One Ring Jane / Kill the Pig - 7"
Duck - 1969


Michael Panontin
Though Toronto may have gotten all the press back in the day (try googling these: the Yorkville scene, the Festival Express, the Toronto Rock and Roll Revival), it seems that by the late sixties the true freaks were out on the west coast.

Mother Tuckers Yellow Duck were one such outfit that originally formed as a non-musical collective. The group centred around a transplanted Bostonian named Kathy Kay as the original Mother Tucker and John Caldwell as the Yellow Duck. John Bower, a (then) 23-year-old lightshow artist for Vancouver's Afterthought club, remembers them well.

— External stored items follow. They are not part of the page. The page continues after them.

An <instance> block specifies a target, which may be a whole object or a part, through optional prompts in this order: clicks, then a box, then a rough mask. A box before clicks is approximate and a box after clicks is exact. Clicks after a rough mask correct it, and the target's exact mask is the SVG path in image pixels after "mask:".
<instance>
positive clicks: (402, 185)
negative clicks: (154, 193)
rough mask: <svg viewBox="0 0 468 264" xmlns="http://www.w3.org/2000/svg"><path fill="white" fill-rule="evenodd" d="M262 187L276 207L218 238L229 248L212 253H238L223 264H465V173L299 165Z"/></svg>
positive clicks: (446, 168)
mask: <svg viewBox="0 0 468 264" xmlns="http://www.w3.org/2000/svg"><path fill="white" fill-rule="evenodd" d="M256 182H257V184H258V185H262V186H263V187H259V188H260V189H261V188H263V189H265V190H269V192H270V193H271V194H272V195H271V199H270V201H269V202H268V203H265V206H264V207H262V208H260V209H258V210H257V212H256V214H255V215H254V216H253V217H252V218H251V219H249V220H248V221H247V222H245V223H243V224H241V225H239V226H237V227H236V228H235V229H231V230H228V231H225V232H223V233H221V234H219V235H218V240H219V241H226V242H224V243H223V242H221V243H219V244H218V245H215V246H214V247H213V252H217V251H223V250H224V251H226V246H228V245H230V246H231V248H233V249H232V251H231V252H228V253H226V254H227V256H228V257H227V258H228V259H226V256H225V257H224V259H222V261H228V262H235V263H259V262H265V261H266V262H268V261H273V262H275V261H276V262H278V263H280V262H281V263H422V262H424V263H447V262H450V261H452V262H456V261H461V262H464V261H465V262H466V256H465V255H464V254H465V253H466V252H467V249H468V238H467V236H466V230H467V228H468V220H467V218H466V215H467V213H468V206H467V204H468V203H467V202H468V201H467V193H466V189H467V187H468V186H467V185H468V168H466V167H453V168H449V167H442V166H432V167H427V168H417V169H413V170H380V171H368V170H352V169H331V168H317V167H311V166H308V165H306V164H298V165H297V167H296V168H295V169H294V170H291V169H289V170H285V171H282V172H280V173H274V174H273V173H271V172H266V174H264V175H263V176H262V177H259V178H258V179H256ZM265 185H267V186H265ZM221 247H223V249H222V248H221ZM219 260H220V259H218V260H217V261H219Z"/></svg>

"We all shared the bottom floor of a house on McDonald near 4th Avenue, around the corner from Joan Payne's craft shop, where we worked on media for the shows. One day a car showed up with three guys and a girl. They said they were a band and had just arrived from the east. The red-headed guy introduced himself as John Patrick Caldwell and he said they were going to call the band Mother Tuckers Yellow Duck. They stayed with us for a few weeks. John tried to get on a baseball team, hoping for a job at the sponsoring brewery, but then they connected with Cliff Moore who started promoting them."

Caldwell would go on to form the real, musical version of the band with guitarists Rodger Law and Donnie McDougall, bass player Charles Faulkner and drummer Hugh Lockhead sometime in 1967. After issuing the relatively underwhelming 'I'/'Funny Feeling' in early 1968, Mother Tuckers evidently found their groove on their next single.

'One Ring Jane' was issued independently on Duck Records, but that didn't stop it from cracking RPM's Canadian Content Chart (where it reached #8 for the week of March 17, 1969). The song resonates with the energy of twin electric guitars, recalling San Francisco groups like the Jefferson Airplane and, especially, the early Moby Grape, both of whom helped kickstart a nascent Vancouver scene with their first visits in '66 and '67, respectively. Over on the back side, there's even more madness with Law's acerbic 'Kill the Pig', which essentially picks up where the Fugs left off and which probably did little to endear the guys to Vancouver's finest.

Nevertheless, Mother Tuckers Yellow Duck would go corporate soon after, signing on to Capitol Canada, where they managed a pair of LPs. Their 1969 debut, Home Grown Stuff, came in a couple of versions, a mega-rare original on Duck that sells for thousands and a less-pricey Capitol reissue (with a re-recorded 'One Ring Jane'). That was followed in 1970 by the somewhat easier-to-find Starting a New Day, with Leslie Law stepping in for his older brother on guitar.